Headline #56 (November 1952) by Marvin Stein (signed)
In 1952 Marvin Stein provided a cover for Headline. I have not said much about Stein yet in this blog. For now let me say that a 1949 photograph from the Jack Kirby Collector #25 shows him in the S&K studio. Marvin’s work also shows up in some of the studio productions from around that time and it has been reported that he did inking work for S&K. It has also been said that he was a great admirer of Jack Kirby.

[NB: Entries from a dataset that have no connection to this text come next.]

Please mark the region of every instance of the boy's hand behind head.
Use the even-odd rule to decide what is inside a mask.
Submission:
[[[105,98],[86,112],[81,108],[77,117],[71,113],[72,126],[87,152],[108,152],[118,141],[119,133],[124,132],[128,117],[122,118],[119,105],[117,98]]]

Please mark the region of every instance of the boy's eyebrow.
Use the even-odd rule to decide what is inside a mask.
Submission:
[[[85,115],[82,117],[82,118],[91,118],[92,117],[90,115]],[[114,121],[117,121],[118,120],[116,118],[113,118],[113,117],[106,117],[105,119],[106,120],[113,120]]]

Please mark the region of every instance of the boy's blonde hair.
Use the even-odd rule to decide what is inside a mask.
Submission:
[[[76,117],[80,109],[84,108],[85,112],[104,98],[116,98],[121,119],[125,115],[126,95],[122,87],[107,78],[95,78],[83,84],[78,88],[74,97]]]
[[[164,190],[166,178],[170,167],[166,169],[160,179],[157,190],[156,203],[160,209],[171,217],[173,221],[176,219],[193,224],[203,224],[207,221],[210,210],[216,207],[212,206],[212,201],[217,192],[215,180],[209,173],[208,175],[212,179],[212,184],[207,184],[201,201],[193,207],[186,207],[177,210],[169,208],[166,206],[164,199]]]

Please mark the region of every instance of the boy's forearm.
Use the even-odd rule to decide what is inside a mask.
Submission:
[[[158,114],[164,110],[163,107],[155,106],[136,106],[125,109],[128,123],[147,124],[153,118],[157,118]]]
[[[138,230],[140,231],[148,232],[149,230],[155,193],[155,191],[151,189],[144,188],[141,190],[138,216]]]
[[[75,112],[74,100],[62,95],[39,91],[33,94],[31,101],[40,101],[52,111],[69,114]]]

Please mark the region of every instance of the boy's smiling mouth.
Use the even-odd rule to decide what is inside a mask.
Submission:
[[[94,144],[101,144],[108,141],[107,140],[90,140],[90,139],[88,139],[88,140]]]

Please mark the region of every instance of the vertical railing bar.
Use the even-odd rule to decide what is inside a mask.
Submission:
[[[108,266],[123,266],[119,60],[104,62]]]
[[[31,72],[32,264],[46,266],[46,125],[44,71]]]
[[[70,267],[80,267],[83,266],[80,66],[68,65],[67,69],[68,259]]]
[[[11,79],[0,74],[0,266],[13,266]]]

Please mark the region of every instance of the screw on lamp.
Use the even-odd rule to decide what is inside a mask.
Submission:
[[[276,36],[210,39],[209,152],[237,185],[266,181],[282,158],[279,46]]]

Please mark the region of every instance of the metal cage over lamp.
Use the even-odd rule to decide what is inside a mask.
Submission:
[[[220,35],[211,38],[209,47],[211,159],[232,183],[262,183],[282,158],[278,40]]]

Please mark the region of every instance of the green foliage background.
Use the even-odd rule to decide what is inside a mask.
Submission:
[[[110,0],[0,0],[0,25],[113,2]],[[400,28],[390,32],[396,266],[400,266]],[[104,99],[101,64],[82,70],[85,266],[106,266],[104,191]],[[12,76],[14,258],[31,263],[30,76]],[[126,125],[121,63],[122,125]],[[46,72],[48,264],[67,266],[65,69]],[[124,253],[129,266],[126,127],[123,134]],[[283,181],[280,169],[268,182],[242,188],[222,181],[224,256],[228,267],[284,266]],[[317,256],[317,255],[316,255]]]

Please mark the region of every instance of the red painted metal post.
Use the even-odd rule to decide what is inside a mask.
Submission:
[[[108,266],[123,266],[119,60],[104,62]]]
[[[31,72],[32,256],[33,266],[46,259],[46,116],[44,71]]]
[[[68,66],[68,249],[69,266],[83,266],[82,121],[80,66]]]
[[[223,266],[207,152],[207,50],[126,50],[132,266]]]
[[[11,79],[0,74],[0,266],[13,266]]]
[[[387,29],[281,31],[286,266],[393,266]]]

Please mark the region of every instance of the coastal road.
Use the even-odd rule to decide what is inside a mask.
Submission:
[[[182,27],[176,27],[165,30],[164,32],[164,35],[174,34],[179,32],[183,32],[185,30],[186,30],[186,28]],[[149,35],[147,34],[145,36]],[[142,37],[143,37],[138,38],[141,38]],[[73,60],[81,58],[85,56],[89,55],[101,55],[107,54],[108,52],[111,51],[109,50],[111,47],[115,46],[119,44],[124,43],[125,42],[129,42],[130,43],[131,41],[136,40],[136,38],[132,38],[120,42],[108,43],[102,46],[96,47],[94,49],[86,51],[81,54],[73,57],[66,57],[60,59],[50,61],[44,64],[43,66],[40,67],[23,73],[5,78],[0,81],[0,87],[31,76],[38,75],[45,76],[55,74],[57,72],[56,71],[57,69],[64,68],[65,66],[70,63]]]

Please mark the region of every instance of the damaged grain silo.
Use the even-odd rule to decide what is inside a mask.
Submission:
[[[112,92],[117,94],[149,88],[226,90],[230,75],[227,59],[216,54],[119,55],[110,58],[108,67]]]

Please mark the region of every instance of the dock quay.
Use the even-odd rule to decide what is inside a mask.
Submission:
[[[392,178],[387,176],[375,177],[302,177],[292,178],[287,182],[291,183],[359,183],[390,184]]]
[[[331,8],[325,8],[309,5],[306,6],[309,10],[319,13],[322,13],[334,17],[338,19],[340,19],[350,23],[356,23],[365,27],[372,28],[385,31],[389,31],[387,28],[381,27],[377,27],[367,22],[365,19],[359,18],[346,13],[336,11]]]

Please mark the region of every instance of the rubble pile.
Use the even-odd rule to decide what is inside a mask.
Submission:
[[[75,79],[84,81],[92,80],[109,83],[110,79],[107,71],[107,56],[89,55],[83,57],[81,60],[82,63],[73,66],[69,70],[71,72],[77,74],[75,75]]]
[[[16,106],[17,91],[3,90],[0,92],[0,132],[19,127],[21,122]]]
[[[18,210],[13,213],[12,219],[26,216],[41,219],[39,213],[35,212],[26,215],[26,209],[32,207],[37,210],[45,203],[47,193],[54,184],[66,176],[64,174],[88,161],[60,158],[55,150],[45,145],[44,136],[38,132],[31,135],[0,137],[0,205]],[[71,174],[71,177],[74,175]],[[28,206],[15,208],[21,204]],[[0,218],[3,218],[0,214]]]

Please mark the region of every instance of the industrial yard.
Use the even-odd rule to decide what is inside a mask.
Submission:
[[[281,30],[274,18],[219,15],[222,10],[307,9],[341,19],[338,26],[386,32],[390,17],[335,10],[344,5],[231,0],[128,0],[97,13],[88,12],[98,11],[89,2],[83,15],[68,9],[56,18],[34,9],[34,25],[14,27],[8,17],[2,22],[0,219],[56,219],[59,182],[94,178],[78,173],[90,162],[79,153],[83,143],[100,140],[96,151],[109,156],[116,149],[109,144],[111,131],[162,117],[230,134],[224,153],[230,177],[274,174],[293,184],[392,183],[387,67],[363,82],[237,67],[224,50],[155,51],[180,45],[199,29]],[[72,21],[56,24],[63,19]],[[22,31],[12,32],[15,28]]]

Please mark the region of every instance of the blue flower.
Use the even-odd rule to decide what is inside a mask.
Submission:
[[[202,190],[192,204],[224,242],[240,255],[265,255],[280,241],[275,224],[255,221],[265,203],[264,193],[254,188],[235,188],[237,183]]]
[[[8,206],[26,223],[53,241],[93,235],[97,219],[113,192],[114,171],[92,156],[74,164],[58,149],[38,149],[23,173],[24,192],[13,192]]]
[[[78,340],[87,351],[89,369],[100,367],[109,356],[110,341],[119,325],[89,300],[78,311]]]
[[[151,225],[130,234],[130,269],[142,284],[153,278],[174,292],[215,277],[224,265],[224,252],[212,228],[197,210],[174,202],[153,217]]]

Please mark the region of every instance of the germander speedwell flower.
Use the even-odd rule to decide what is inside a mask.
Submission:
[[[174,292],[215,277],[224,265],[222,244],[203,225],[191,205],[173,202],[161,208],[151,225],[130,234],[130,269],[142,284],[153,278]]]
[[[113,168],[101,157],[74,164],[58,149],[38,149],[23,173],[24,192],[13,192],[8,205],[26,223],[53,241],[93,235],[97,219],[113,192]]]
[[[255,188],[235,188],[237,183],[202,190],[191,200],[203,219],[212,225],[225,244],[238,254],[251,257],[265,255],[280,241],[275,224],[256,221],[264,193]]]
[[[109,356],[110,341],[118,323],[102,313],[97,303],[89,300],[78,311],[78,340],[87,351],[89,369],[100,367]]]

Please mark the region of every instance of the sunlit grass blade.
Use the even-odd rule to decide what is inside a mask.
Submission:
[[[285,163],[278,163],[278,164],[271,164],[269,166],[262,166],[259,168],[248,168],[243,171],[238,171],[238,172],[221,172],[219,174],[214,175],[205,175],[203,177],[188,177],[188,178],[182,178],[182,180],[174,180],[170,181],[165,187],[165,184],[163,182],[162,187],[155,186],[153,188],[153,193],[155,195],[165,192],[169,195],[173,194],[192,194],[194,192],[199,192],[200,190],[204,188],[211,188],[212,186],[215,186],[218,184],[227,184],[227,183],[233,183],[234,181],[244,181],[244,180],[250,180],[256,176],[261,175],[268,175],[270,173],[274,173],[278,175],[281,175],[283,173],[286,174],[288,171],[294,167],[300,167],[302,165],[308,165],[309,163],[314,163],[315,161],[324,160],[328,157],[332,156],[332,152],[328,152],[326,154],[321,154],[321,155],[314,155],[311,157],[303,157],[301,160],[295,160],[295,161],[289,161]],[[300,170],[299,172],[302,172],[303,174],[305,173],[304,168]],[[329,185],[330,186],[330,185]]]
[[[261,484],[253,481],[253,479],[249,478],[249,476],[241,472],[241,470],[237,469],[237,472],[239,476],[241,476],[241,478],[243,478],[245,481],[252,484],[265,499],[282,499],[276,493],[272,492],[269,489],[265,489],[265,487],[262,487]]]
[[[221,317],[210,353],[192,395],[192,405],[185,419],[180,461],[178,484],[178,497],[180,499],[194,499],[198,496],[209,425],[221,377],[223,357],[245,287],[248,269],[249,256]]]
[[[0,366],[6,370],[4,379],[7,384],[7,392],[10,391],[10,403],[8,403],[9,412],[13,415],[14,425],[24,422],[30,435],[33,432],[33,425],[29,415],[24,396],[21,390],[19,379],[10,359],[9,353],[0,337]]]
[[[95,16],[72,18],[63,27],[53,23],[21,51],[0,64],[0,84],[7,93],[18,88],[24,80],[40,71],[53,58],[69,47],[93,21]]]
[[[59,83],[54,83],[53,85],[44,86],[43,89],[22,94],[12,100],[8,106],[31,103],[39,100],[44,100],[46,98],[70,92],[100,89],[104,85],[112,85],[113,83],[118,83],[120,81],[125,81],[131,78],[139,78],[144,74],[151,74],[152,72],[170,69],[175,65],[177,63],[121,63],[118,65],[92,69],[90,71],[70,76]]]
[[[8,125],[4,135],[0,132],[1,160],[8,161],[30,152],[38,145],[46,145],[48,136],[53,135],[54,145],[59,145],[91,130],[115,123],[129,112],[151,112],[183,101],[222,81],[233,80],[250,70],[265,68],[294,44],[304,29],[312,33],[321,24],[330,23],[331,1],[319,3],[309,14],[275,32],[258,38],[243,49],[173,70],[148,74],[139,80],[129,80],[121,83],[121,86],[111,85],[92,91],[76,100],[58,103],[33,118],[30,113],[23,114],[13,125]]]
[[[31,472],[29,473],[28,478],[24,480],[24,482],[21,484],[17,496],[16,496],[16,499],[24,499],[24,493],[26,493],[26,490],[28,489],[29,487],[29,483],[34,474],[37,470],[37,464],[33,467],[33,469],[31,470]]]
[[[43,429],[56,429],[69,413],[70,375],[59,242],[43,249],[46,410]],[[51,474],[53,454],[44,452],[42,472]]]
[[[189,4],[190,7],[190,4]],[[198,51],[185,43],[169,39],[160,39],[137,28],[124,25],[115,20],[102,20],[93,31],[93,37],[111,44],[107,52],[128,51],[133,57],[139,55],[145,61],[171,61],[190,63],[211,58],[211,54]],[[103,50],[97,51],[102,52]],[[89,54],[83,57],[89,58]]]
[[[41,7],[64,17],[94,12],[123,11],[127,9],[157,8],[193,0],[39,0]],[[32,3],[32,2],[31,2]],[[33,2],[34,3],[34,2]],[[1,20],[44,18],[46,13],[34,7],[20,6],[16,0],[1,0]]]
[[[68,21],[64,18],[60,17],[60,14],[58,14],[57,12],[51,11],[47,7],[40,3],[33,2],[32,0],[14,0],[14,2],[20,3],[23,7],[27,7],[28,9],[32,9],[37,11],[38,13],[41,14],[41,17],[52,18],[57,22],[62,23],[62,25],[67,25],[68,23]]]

Initially the crime comics Headline and Justice Traps the Guilty were Simon and Kirby productions and they are listed as editors. Kirby drawn stories were frequent in these comics. All drawn covers (as opposed to the photographic covers) were done by Jack. Early in 1951 this changed. Nevin Fiddler was listed as the editor and Kirby no longer supply work for these crime titles. Marvin Stein now becomes a conspicuous artist for the crime titles. In fact Marvin draws just about all the covers and provides stories for most issues. A photo of the S&K studio of about 1951 or 1952 does not show Meskin. I conclude from all of this that S&K no longer produced the crime titles and that Marvin Stein was mostly providing work for the new editor, Nevin Fiddler.
The Headline #56 covers is signed by Marvin Stein and is in his style so there can be little question that he was the artist. The inking on the policeman whose back is turned to the viewer is reminiscent of S&K studio inking. But the rest of the cover’s inking is not particularly like that done by S&K shop. Nor does the composition seem very like covers produced by Simon and Kirby. The subject of the police using a one-way mirror to trap criminals is, as far as I know, pretty unique for crime comics of the time. The cover does not correspond to any of the interior stories.
Police Trap #6 (September 1955) by Jack Kirby
In late 1955 Charlton would publish the final issues of titles originally done by Mainline, Simon and Kirby’s own short lived publication company. One of them, Police Tray #6, appears to be a swipe from the Headline #56 cover by Stein. Police Trap #6 was one of Jack’s poorer efforts but he still seems responsible for the pencils. The inking has signs of S&K shop inking, particularly the abstract arc shadows. Hopefully by now most Kirby fans realize that Jack would swipe from time to time. His sources for the swipes were generally from photographs, paintings or illustrations. At this point in his career it was unusual for him to swipe from other comic book artists particularly from someone like Marvin Stein. Police Trap #6 only shares the unusually concept with Headline #56. The composition differs in important ways between the two, mostly due Jack’s policemen being given less of the cover and his criminals brought much more forward. Still it is surprising that Jack would the same unusual subject.
I see no reason to “defend Kirby’s honor”. Unlike some, I have no problems with swiping, as long as the swiper creates something with his own individual touch. It could be said that Jack has certainly done that with Police Trap #6. While not denying the possibility that this is another example of a Kirby swipe, I would like to offer another possible scenario. The covers published by Mainline seem much better then when the titles were done by Charlton. For whatever reasons S&K did not seem to put into the Charlton issues the same effort that they had previously done. If they were trying to do a rush job or cut corners it is very possible that they might turned to previously unused material. Perhaps the PT #6 cover might originally been made for Headline or Guilty but abandoned then because it was not quite good enough. It that is true then Marvin Stein could easily have seen it when he was working in the studio and used the idea a few years later. It would not be the only Stein swipe from Kirby. This is just a thought and I am not convinced one way or the other.